Amazon Simple DB currently enables individual domains to grow up to 10 gigabytes each. If your data set is larger than 10 gigabytes, simply take advantage of Amazon Simple DB's scale out architecture and spread your data over multiple domains. Since Amazon Simple DB is designed with parallelism in mind, spreading your data over more domains will also increase your write and read throughput potential. You are initially allocated a maximum of 250 domains. To use Amazon Simple DB, you should build your data set by choosing a region for your domain or domains to optimize for latency, minimize costs, or address regulatory requirements. Create and manage query domains and then create and manage the data set within each query domain. Also retrieve your data by using get attributes to retrieve a specific item, and use select to query your data for items that meet specific criteria. To get set up, you need to have an AWS account and get your AWS access key ID and secret access key and install the Amazon Simple DB scratchpad. The Amazon Simple DB is not an AWS console, so you need to download and use this simple html and javascript application that allows you to explore the Amazon Simple DB API without writing any code.

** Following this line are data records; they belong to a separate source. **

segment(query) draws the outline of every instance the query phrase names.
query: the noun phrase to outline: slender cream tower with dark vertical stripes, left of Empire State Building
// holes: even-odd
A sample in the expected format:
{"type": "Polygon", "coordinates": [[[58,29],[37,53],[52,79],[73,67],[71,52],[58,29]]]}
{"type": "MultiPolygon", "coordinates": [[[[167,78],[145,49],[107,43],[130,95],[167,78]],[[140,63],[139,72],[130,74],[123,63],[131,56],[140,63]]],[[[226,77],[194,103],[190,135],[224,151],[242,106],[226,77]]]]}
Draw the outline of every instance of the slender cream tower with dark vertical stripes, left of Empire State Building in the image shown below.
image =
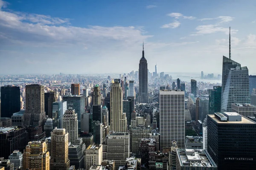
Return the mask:
{"type": "Polygon", "coordinates": [[[122,104],[122,89],[120,86],[120,80],[115,79],[111,85],[110,92],[110,130],[114,132],[126,132],[127,119],[125,113],[123,113],[122,104]]]}

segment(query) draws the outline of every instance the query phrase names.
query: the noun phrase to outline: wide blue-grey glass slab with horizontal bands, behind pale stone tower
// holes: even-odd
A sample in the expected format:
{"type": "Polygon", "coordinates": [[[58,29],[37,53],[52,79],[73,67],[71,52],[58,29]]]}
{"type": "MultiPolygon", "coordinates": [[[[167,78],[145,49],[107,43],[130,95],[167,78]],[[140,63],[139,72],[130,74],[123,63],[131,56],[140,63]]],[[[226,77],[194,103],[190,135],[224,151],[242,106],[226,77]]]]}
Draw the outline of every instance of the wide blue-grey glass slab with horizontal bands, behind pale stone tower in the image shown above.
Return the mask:
{"type": "Polygon", "coordinates": [[[66,95],[63,101],[67,102],[67,108],[73,108],[76,111],[78,119],[78,131],[81,131],[81,114],[85,113],[85,96],[84,95],[66,95]]]}

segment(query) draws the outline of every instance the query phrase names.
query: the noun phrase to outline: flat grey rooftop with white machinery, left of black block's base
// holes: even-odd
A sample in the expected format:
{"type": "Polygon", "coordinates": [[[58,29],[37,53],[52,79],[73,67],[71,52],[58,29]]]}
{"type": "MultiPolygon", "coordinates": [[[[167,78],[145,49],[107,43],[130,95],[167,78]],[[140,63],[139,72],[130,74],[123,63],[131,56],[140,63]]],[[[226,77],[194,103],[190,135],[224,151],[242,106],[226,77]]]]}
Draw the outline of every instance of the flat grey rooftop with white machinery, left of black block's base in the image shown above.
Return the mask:
{"type": "Polygon", "coordinates": [[[183,167],[217,167],[207,150],[177,149],[177,158],[183,167]]]}

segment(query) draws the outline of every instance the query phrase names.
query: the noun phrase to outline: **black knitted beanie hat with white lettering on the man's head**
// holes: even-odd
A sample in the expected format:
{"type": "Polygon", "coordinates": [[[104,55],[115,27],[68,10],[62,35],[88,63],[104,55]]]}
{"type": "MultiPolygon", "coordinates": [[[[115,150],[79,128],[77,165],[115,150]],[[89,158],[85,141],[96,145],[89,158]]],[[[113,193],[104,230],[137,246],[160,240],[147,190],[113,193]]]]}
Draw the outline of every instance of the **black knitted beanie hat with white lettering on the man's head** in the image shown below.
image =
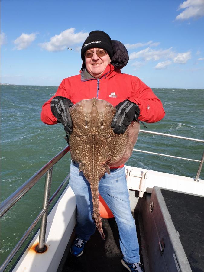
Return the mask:
{"type": "Polygon", "coordinates": [[[113,57],[111,38],[104,31],[94,30],[89,33],[89,37],[82,45],[81,57],[83,61],[85,61],[84,53],[90,48],[102,48],[108,52],[110,59],[113,57]]]}

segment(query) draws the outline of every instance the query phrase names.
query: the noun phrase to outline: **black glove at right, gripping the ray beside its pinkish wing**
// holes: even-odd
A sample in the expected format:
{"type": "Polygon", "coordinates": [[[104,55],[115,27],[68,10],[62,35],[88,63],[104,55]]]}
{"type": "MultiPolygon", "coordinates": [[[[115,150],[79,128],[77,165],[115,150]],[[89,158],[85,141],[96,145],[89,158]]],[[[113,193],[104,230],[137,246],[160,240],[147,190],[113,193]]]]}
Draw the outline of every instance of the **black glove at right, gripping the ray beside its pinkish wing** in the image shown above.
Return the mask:
{"type": "Polygon", "coordinates": [[[123,134],[133,120],[137,120],[140,115],[140,108],[137,104],[124,100],[116,107],[116,113],[113,117],[111,127],[116,134],[123,134]]]}

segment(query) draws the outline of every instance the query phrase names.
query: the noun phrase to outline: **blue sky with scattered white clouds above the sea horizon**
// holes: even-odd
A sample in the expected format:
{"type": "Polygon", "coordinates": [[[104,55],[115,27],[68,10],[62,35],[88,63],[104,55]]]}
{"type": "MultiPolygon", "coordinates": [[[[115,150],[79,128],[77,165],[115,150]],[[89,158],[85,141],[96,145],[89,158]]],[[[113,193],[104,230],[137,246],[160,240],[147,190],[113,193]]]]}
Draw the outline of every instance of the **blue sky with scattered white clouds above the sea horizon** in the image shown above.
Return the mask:
{"type": "Polygon", "coordinates": [[[93,30],[124,43],[121,72],[151,88],[204,88],[204,0],[1,0],[1,83],[58,86],[93,30]]]}

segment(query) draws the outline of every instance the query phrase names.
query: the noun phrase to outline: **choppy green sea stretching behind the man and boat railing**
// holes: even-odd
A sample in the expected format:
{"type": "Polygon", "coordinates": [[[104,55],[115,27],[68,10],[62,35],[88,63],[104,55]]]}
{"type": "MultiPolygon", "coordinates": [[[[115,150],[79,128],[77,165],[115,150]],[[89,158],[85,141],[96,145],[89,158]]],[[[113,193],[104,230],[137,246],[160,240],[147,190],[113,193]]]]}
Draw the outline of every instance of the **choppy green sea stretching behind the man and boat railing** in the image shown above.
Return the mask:
{"type": "MultiPolygon", "coordinates": [[[[204,89],[152,90],[166,115],[141,129],[204,138],[204,89]]],[[[1,202],[67,145],[63,125],[45,125],[40,120],[42,105],[56,91],[57,86],[1,85],[1,202]]],[[[136,149],[195,160],[201,160],[203,147],[195,141],[142,132],[135,145],[136,149]]],[[[199,167],[198,162],[134,151],[126,164],[192,178],[199,167]]],[[[54,167],[51,195],[69,173],[69,166],[68,153],[54,167]]],[[[204,179],[204,170],[200,178],[204,179]]],[[[42,209],[43,191],[44,177],[1,218],[1,264],[42,209]]]]}

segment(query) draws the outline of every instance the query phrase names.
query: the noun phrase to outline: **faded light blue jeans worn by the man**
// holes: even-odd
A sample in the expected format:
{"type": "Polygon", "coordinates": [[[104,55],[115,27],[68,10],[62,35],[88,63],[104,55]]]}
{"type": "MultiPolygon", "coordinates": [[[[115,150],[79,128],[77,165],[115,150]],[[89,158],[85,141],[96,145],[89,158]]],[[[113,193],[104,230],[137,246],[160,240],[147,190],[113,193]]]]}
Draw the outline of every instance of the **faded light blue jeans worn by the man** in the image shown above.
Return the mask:
{"type": "MultiPolygon", "coordinates": [[[[131,214],[125,168],[111,169],[99,181],[99,193],[112,211],[118,225],[120,248],[125,261],[140,261],[136,227],[131,214]]],[[[82,240],[89,240],[96,225],[92,219],[92,196],[89,182],[79,173],[79,164],[70,164],[70,186],[76,196],[76,234],[82,240]]]]}

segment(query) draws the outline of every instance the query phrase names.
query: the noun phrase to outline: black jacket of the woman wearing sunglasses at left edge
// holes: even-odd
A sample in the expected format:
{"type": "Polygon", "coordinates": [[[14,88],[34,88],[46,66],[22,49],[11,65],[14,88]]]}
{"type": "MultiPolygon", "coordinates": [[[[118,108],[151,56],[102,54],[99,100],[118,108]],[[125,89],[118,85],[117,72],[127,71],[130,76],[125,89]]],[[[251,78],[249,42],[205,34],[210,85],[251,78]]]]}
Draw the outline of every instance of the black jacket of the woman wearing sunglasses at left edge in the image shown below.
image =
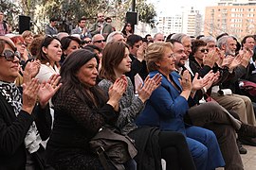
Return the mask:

Also, instead of this web application, you can use other applications, like SDB Explorer SDB Tool, which are plugins for Simple DB and Firefox or SDB Navigator, which is a plugin for Google Chrome. After downloading and extracting the scratchpad files, navigate to web app folder within the folder where you extracted the scratchpad and open the index.html file with a web browser. As you can see, the welcome pad appears. Now you need to copy and paste your AWS access key ID and AWS secret access key in the specified boxes.

The first step in storing data within Amazon Simple DB, is to create one or more domains. As mentioned before, domains are similar to database tables, except that you can't perform functions across multiple domains, such as querying multiple domains or using foreign keys. As a consequence, you should plan on Amazon Simple DB data architecture that will meet the needs of your project. But note that although the Simple DB API does not perform queries across multiple domains, you can design your applications to perform queries across multiple domains.

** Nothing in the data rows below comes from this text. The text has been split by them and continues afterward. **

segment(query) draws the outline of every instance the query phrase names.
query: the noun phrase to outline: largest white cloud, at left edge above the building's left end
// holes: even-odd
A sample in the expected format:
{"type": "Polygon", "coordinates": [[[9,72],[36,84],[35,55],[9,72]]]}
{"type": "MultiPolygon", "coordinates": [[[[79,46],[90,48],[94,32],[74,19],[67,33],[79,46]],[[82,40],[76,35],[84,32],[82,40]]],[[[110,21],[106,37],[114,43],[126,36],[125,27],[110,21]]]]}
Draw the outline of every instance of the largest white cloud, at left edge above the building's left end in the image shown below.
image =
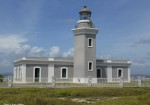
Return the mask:
{"type": "Polygon", "coordinates": [[[31,46],[26,44],[27,38],[21,35],[0,36],[0,53],[13,55],[14,57],[22,56],[45,56],[46,50],[42,47],[31,46]]]}

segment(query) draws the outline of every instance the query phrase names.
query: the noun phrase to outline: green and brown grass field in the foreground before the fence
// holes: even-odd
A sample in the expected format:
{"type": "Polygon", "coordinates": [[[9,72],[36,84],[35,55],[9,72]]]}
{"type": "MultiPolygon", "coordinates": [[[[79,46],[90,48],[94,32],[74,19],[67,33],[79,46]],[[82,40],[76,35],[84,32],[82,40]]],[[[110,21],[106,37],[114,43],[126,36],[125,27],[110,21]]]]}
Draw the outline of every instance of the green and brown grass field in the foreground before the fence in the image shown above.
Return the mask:
{"type": "Polygon", "coordinates": [[[150,105],[150,88],[0,88],[0,105],[150,105]]]}

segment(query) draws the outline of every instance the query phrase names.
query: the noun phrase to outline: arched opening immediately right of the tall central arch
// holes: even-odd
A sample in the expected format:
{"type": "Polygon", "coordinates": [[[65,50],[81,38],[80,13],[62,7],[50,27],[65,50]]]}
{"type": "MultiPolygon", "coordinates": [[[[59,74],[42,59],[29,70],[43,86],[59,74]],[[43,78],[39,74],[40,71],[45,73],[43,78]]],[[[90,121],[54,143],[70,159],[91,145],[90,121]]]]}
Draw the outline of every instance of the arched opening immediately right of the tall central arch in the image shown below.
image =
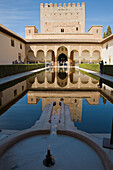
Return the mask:
{"type": "Polygon", "coordinates": [[[70,54],[70,65],[75,66],[79,64],[79,52],[77,50],[71,51],[70,54]]]}

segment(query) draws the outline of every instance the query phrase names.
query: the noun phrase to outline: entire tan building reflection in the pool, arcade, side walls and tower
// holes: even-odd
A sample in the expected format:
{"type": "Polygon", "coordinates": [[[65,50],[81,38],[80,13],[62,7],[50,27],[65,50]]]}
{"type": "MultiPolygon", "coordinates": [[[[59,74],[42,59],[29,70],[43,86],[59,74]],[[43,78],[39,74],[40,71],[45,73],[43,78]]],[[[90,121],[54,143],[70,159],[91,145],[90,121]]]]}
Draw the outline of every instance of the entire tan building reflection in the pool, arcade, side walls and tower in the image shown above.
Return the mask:
{"type": "Polygon", "coordinates": [[[42,98],[44,109],[44,106],[52,101],[56,101],[59,106],[58,103],[62,100],[70,106],[72,120],[80,122],[84,98],[89,105],[98,105],[100,92],[104,96],[104,103],[109,100],[113,104],[113,89],[106,84],[103,84],[101,89],[97,85],[97,80],[75,69],[69,70],[69,74],[66,68],[59,69],[58,72],[53,69],[46,70],[1,91],[0,113],[3,108],[6,107],[7,110],[15,104],[28,91],[28,104],[37,104],[42,98]]]}

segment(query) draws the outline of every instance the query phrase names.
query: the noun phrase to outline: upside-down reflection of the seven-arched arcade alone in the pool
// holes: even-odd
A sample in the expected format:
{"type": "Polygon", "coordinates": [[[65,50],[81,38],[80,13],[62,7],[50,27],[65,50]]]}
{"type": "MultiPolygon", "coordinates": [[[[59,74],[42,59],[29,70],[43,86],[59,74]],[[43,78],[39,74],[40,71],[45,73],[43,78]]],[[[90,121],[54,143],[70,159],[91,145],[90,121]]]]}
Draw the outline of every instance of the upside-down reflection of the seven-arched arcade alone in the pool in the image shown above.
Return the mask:
{"type": "Polygon", "coordinates": [[[30,89],[97,89],[98,81],[75,69],[48,69],[38,73],[29,84],[30,89]]]}

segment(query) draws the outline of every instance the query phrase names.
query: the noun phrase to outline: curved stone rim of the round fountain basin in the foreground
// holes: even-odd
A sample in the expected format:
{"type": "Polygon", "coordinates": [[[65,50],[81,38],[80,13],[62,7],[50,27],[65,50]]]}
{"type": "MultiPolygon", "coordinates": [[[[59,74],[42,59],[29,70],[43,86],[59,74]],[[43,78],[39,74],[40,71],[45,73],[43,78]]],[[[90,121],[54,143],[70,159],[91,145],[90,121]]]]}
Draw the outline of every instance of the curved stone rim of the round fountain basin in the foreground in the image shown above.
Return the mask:
{"type": "MultiPolygon", "coordinates": [[[[50,134],[50,129],[45,130],[37,130],[37,129],[27,129],[23,130],[21,132],[18,132],[16,134],[13,134],[7,138],[5,138],[5,141],[0,144],[0,157],[3,156],[5,152],[7,152],[8,149],[10,149],[12,146],[14,146],[16,143],[18,143],[21,140],[24,140],[26,138],[37,136],[37,135],[47,135],[50,134]]],[[[66,135],[70,137],[74,137],[90,146],[100,157],[104,167],[106,170],[113,169],[113,165],[108,157],[108,155],[105,153],[105,151],[93,140],[91,140],[89,137],[87,137],[85,134],[81,134],[79,132],[70,131],[70,130],[58,130],[58,135],[66,135]]]]}

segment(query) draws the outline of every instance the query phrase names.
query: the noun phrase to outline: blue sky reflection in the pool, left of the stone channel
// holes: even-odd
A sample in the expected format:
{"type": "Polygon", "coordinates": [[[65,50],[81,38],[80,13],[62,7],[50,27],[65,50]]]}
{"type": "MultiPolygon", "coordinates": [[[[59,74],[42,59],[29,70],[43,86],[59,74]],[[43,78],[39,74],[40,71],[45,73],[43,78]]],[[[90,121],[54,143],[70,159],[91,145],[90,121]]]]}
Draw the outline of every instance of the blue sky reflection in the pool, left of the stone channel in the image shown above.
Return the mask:
{"type": "Polygon", "coordinates": [[[29,105],[28,97],[25,95],[0,116],[0,129],[23,130],[30,128],[39,120],[41,113],[42,99],[36,105],[29,105]]]}

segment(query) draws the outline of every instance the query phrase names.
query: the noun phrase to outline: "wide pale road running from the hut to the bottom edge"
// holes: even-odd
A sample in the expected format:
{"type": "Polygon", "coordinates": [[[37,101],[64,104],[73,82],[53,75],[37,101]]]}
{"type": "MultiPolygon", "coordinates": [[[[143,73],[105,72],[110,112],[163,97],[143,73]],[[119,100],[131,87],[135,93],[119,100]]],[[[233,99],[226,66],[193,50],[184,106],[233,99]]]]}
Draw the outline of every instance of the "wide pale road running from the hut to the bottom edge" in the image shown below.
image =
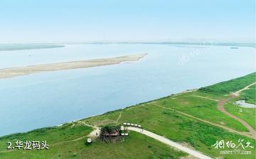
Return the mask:
{"type": "Polygon", "coordinates": [[[165,143],[168,146],[177,148],[178,150],[182,150],[183,152],[188,153],[189,155],[193,155],[196,158],[210,159],[209,156],[203,155],[203,153],[200,153],[196,150],[192,150],[191,148],[186,148],[186,147],[182,146],[181,144],[171,141],[168,138],[165,138],[164,136],[159,136],[156,133],[152,133],[152,132],[146,131],[146,130],[142,131],[142,128],[135,128],[135,127],[127,127],[127,129],[130,131],[136,131],[137,133],[142,133],[146,136],[154,138],[157,141],[160,141],[161,143],[165,143]]]}

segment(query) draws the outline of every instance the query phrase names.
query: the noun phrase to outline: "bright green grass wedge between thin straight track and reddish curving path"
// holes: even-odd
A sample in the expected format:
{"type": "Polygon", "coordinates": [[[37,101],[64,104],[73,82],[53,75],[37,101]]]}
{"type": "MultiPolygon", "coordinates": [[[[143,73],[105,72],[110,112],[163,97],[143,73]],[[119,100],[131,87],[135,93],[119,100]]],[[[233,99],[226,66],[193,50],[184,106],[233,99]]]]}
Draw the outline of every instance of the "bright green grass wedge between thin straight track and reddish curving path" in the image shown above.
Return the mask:
{"type": "Polygon", "coordinates": [[[216,109],[217,102],[202,97],[203,94],[201,94],[201,97],[198,97],[193,92],[190,92],[159,100],[156,104],[176,109],[216,124],[225,125],[238,131],[247,131],[238,121],[218,111],[216,109]]]}

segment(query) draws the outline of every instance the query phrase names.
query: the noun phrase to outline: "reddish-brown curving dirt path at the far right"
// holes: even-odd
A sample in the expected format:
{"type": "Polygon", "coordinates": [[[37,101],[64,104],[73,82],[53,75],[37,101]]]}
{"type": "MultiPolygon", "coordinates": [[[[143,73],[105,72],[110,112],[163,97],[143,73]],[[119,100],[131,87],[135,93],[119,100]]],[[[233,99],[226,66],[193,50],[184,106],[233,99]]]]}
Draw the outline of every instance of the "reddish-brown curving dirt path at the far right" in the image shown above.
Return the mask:
{"type": "Polygon", "coordinates": [[[237,92],[234,92],[233,94],[230,94],[230,97],[228,99],[221,99],[218,104],[217,104],[217,109],[221,112],[223,112],[223,114],[226,114],[227,116],[230,116],[231,118],[235,119],[236,121],[240,122],[240,124],[242,124],[243,126],[245,126],[245,128],[247,128],[247,130],[250,132],[250,135],[253,136],[253,138],[256,138],[256,131],[254,128],[252,128],[252,126],[250,126],[249,124],[247,124],[246,121],[238,118],[238,116],[235,116],[233,114],[230,114],[228,111],[225,110],[224,108],[224,104],[229,102],[231,99],[234,99],[236,97],[239,96],[240,92],[248,89],[249,87],[251,87],[253,84],[256,84],[255,83],[252,83],[250,85],[247,85],[245,88],[243,89],[240,89],[238,90],[237,92]]]}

To create and verify a domain, select create domain from the scratchpad explorer API list box. As you can see, the create domain page appears. Enter your preferred name for your domain in domain name box, like My Store and then click on the invoke request button. You can see, Amazon Simple DB returns a response. To verify the domain was created successfully, select list domains from the scratchpad explorer API list box. As you can see, the list domains page appears. After creating a domain, you're ready to start putting data into it. For this step, select put attributes from the scratchpad explorer API list box. As you can see, the put attributes page appears. Now, in the domain name box, write the name of the domain you created before. As you can see, we write My Store. And then in the item name box, type the name of the item, like item_01. Okay. Now you can add different attributes to this item in the attributes section. Write a name for the first attribute in the name box and specify its value in the value box.

Now you can add more attributes by clicking on the plus. And finally, click on invoke request. As you can see, we add some items in attributes for them in our domain.

After putting data into the domain, we can run queries against the domain to find items that match our criteria. According to the data we put in the domain, to query the domain for items, select, select from the scratchpad explorer API list box. In the select expression box, write a query in this format, then click on invoke request.

Amazon Simple DB returns items according to the entered data. Note that, at any time, you can modify items, delete attributes of items, or just delete items.

But if you delete the whole domain, all the data in that domain is permanently deleted and it's not going to be recoverable.